Sir Henry hizo un guiño al doctor Clements. Este hombrecito rechoncho estaba sentado en el borde de una silla plegable, con la vista en el suelo. Pero cuando la levantó para mirar a sir Henry, había en ella un ligero matiz de compadrazgo. Sir Henry prosiguió:

—Pasemos ahora a la cuchillada que Stanhope tenía en el pecho. Vamos, doctor. Me voy a ceñir a las explicaciones que dio usted al inspector Wood. Si en algo me desvío, haga el favor de llamarme la atención.

—Estoy a sus órdenes, señor.

—Perfectamente. La incisión era recta y profunda, y había sido producida por una hoja muy fina, de cuatro a cinco pulgadas de larga. ¿No es así?

—Así es.

—¡Ujum! Y el peligro para la vida de Stanhope podía provenir de una hemorragia interna.

—En efecto.

—Tan apretados estaban los bordes de la herida que a usted le costó trabajo localizarla. Eso fue lo que dijo, ¿no es cierto?

—Eso dije.

—Se trataba de una herida como tantas otras, ¿verdad?

—Partiendo de que fue producida con una hoja fina, no tenía nada de particular.

—¡Ujum! Ya estamos llegando. Dígame, doctor: ¿cuál es la característica principal de esta clase de heridas?

La barbada boca del doctor Clements se contrajo con una sonrisa superficial y amarga. Y miró en derredor suyo.

—La característica principal es que no sangran hacia afuera.

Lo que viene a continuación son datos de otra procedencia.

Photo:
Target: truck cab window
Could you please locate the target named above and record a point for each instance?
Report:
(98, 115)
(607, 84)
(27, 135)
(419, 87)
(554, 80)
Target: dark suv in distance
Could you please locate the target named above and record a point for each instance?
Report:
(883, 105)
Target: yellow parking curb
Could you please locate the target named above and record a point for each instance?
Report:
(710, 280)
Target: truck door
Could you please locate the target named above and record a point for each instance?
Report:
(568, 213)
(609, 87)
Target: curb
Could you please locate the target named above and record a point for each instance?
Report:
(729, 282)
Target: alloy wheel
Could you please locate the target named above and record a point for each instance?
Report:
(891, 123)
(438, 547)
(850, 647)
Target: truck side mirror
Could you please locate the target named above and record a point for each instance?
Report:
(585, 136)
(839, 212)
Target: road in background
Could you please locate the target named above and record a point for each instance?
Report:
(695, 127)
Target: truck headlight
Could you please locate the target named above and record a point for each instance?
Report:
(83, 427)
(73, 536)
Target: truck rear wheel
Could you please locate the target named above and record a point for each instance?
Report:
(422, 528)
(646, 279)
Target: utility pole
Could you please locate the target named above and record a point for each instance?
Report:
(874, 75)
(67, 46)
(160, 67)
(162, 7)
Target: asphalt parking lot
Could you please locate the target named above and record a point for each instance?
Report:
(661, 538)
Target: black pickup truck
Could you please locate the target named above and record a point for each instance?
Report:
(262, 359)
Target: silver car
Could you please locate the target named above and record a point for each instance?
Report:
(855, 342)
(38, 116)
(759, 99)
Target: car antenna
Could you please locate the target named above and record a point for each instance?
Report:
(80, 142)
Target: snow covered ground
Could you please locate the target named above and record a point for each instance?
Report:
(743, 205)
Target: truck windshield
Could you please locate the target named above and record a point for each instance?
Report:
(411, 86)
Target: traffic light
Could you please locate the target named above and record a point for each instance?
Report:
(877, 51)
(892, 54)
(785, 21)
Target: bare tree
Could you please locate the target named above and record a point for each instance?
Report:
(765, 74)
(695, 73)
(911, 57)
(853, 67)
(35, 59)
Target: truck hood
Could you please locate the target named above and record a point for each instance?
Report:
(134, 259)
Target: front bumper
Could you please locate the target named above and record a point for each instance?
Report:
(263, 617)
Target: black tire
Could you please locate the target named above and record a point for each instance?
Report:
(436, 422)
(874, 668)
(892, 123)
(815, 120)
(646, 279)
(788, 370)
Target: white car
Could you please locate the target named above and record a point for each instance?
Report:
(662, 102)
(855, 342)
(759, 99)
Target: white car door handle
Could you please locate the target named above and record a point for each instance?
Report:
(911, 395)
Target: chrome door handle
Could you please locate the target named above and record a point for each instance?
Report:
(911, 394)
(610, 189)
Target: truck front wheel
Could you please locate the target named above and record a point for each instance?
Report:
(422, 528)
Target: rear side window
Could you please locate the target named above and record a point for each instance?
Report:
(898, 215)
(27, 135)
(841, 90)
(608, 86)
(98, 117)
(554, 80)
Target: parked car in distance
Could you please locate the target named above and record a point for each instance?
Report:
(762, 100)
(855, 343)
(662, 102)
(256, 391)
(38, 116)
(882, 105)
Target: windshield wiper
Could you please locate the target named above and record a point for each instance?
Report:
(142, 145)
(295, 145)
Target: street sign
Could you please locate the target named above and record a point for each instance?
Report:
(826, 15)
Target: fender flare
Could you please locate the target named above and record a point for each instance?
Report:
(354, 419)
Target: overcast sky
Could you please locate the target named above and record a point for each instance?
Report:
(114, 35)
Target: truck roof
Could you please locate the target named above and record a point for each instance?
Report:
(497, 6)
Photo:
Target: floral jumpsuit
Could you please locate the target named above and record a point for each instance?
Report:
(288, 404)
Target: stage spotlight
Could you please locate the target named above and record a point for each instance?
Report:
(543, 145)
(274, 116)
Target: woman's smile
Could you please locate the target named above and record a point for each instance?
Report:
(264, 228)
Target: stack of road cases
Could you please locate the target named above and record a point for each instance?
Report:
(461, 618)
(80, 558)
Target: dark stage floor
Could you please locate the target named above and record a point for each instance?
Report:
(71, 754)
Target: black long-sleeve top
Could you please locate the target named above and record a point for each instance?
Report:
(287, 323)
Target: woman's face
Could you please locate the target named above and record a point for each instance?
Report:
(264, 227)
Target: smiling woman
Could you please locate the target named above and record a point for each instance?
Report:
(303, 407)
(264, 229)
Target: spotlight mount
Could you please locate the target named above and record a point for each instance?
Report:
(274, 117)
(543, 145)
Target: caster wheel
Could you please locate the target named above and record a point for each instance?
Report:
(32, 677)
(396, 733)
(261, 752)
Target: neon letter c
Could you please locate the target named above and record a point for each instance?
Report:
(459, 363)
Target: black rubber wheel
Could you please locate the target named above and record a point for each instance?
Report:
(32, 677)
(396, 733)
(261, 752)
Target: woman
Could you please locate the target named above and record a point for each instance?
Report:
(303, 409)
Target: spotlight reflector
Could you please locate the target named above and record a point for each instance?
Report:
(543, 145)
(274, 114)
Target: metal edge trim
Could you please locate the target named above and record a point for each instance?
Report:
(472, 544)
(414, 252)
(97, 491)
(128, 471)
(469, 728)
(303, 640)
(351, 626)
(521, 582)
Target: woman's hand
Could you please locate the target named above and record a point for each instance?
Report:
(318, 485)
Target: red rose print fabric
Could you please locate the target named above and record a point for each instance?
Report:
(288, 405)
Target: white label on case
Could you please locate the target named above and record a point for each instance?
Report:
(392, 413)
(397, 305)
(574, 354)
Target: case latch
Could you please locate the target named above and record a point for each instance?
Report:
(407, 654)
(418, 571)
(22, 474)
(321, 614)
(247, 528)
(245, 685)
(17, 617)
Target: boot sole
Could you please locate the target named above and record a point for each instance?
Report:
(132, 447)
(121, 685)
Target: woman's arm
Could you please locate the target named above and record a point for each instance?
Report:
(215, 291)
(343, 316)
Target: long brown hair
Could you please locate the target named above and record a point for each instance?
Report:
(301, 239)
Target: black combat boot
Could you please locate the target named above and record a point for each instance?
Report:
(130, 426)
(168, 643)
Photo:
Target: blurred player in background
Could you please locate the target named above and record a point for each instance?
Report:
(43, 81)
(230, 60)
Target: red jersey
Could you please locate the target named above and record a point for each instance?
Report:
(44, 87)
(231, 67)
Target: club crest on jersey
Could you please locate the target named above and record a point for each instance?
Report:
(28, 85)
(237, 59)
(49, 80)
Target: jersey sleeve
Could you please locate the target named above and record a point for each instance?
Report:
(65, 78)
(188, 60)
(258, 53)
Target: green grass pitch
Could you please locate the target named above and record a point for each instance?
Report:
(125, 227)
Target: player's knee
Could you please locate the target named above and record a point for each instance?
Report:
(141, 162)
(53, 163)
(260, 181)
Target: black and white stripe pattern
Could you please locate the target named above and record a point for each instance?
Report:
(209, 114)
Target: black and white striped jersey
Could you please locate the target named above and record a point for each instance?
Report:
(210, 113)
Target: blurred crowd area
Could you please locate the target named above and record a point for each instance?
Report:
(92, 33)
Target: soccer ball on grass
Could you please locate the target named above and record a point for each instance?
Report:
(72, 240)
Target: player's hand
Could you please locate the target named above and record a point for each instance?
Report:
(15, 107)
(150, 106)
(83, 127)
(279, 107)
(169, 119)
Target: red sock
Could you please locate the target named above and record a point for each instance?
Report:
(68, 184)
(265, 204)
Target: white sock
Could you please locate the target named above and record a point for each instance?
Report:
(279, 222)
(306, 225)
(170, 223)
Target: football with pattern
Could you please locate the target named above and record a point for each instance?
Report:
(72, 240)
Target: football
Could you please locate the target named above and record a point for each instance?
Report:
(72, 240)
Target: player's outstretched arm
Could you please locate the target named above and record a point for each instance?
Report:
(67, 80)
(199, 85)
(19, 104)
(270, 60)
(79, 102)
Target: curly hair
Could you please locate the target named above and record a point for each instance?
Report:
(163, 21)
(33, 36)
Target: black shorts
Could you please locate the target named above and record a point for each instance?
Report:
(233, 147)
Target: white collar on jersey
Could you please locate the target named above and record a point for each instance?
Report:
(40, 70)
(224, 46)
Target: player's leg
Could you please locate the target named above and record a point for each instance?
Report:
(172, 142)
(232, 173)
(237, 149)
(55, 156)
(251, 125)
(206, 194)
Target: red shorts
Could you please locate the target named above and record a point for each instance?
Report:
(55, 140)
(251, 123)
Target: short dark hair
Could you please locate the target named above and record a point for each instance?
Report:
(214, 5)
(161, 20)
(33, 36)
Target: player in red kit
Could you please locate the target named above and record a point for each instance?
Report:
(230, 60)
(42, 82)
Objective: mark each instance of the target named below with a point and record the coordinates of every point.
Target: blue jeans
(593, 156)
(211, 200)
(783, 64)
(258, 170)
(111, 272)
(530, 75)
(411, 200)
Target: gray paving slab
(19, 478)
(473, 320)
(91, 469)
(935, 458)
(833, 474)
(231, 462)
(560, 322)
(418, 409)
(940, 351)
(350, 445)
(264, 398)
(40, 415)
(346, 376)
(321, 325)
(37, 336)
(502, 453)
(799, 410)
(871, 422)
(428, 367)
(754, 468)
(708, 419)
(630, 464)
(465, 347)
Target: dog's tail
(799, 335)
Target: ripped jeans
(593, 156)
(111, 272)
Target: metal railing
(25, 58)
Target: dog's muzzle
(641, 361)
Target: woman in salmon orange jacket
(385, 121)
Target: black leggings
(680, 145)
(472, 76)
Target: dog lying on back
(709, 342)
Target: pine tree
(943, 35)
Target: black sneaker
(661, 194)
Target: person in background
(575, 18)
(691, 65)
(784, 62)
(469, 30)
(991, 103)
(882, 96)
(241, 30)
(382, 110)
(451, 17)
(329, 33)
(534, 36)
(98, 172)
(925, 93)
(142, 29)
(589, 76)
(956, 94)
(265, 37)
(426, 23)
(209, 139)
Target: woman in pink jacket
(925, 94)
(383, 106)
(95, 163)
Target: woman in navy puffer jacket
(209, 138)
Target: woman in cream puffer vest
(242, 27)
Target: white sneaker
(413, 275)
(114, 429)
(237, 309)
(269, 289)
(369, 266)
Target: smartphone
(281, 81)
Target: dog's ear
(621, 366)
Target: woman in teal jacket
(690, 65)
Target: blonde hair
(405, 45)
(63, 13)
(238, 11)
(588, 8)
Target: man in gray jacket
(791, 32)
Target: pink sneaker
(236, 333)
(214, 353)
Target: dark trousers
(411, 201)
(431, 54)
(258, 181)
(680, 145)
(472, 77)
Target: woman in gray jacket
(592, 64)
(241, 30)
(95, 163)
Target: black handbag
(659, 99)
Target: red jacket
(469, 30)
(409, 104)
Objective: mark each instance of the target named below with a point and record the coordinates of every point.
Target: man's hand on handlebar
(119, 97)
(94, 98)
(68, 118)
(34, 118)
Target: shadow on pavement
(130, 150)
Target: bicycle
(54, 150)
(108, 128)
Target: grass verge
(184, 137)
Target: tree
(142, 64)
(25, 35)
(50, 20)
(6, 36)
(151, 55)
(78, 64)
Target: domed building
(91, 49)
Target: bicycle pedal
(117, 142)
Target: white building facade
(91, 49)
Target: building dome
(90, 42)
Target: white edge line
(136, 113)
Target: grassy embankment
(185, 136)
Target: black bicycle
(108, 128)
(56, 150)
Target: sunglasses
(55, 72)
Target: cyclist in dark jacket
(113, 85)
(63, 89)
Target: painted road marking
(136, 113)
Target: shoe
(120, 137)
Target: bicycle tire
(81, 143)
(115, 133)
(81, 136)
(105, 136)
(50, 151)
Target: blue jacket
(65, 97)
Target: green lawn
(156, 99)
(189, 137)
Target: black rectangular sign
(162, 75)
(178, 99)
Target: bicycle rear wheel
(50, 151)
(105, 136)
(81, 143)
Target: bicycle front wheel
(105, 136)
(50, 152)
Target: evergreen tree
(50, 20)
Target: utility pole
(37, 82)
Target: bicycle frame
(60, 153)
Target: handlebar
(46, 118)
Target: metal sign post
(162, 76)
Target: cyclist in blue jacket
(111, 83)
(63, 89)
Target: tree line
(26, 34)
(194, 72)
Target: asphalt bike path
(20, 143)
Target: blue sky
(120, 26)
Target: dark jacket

Era lo que Nick estaba esperando. Lo veía venir y calculaba el efecto que produciría en los oyentes. Aun así, le sorprendió la contundencia de los efectos que produjo. Hubo varios en el grupo que lardaron quizá diez segundos en comprender el alcance de las palabras del doctor Clements. La silla plegable en que estaba sentada Christabel dejó oír un leve crujido al ponerse esta en pie bruscamente y decir casi chillando:

—¿Que no sangran hacia afuera? ¿Está usted loco?

—No lo está, señora —dijo sir Henry.

—Si lo que más espanto me produjo fue eso precisamente —gritó Leonor—: el verlo caído en el suelo, con la chaqueta empapada en su sangre, y la camisa, y los pantalones, y…

—No, joven. Usted no vio eso que dice —dijo sir Henry.

—Este hombre está chalado —exclamó con viveza Leonor, y se puso en pie.

Sir Henry explicó sin incomodarse:

—La sangre que usted vio no era suya. Pertenecía a otro.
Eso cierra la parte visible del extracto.